Saints who reveal the face of God to us in Jesus Christ are not people who seek to save themselves, but they risk everything for the sake of the kingdom:
Like the Presbyterian teams that have traveled down to Colombia to stand beside church workers there who are at risk from violence;
Like Beth Pyles, the 51-year-old mother of three from Beechwood Presbyterian Church in Parkersburg, W. Va. (on the cover of Presbyterians Today), who spent 16 weeks in Baghdad recently with a U.S. Christian Peacemaker Team. "Every person is...called by God to work...," she said. "That work always involves risks. Jesus is real clear about that." 3
When we try to avoid the risks; when we try to avoid the pain and suffering of the world and focus exclusively on protecting our own interests, it produces ugly things in us, things that are not Christ-like. We see it nationally, as we struggle to come up with an appropriate immigration policy. If our only concern is to protect ourselves with bigger and longer fences and we don’t deal with the inequities or the fair treatment of our workers, that produces ugly things.
We see it in our swelling prison population where we are eager to protect ourselves and lock dangerous criminals away, but then we forget all about them. We see it in our fear of terrorism and breaking our own laws on the use of torture.
Our primal instincts in the face of threat can so easily take over and lead us away from the One who said: "I was a stranger and you welcomed me... I was in prison and you visited me..." "Love your enemies..."
This is hard for us and it seems to be getting harder. We want to avoid risk not embrace it. We want to make sure our children avoid risk, not walk right into it. But like Simon of Cyrene, we are following behind the One who fought this battle already for us, the One who makes it possible for us to resist Satan’s constant invitation to "save yourself" and follow God’s call to spend our lives for others (e.g. Peter, before and after).
Last weekend several of us went to Berkeley to hear four Christian leaders from the "majority world" (Egypt, India, Uganda and Brazil) invite us to be more faithful followers of Christ crucified.
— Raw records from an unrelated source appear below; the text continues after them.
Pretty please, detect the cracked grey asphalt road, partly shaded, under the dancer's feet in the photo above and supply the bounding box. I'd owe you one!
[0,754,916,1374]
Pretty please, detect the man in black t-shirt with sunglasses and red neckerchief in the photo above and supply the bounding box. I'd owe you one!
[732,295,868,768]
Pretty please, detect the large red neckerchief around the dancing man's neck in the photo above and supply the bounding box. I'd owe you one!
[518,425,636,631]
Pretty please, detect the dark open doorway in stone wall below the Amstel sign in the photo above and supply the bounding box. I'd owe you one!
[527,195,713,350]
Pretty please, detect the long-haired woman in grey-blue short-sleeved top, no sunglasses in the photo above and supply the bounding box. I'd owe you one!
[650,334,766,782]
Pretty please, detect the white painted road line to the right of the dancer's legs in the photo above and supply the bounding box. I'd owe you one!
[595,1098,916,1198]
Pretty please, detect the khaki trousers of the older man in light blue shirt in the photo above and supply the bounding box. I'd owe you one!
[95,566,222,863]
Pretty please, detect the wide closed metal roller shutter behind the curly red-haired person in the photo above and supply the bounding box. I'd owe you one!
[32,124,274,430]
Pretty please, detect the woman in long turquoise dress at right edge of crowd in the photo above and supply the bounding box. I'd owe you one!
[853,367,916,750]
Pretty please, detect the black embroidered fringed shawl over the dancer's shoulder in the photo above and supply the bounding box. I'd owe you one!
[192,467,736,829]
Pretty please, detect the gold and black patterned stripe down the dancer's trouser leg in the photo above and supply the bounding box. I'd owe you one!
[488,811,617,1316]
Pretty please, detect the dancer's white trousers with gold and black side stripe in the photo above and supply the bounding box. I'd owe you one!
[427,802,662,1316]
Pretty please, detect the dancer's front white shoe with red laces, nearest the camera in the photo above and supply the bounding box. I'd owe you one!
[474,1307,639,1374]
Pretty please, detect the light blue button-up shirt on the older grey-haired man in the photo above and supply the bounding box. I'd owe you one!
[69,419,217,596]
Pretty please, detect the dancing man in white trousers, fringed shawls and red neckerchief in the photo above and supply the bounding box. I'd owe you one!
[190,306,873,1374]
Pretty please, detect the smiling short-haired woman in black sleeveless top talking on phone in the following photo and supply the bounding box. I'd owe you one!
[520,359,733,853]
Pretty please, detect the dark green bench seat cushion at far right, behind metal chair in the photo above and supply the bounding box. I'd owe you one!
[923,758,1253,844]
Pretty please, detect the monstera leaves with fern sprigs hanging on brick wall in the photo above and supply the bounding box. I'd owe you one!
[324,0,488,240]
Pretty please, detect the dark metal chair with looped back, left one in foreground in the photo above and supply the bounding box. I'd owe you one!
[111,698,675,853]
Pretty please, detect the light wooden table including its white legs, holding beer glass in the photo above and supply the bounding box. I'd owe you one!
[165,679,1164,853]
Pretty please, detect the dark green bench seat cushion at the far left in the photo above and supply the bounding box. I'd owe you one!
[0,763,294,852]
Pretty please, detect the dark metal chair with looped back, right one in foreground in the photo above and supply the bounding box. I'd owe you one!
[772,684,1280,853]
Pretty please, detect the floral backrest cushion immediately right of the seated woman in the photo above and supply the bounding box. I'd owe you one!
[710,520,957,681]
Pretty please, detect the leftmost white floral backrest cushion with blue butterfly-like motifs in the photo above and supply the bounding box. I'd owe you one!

During one Q&A, a young college student shared her own eagerness to live Christ’s self-emptying kind of life, but she didn’t have her parents’ blessing. Her parents want her to get a good paying job, to buy a house and raise children, to have insurance and be safe. She looked around and told everybody in the room: "Bless your children’s seemingly risky decisions."
Not all risky decisions are good ones and should be blessed. Jesus was not foolish. He was innocent of wrong and obedient to God. And, he did not play it safe. He poured his life out for the world. And he calls his disciples to do the same.
I have told you before about Andrew Young, the former mayor of Atlanta, and what his daughter told him when she was home from college: "Daddy, I heard a missionary talking about ministry in Uganda, and I’ve done a lot of praying about this, and I think God wants me to take a year and go to Uganda as a missionary."
"Well, honey, that’s all well and good, but there’s a lot of poor people right here in Atlanta that need you."
"Daddy, I know that, but I really believe that God is calling me to Uganda."
"Honey, it’s dangerous over there in Uganda, you could get hurt."
"I know that Daddy, but I could also get hurt right here."
"But honey you could be killed there."
"Daddy, I could be killed at any time, anywhere. I really believe that God is calling me to go to Uganda."
Andrew Young thought and prayed about it and finally loosened his tight grip on his daughter and let her go. "When my daughter walked onto that airplane," he said later, "I realized that in baptizing her, and raising her, what I said I wanted most for her was that she would become a respectable Christian. But I wasn’t prepared for her to become a real one!"
Are we ready not only to let go of our children but to encourage them to become real followers of Jesus Christ? That depends on whether we are ready to be real followers of Jesus ourselves.
1. Joan Chittister, A Passion for Life: Fragments of the Face of God, ix.
2. Ibid., 100-105.
3. Presbyterians Today, “Faith in the face of Danger,” 13.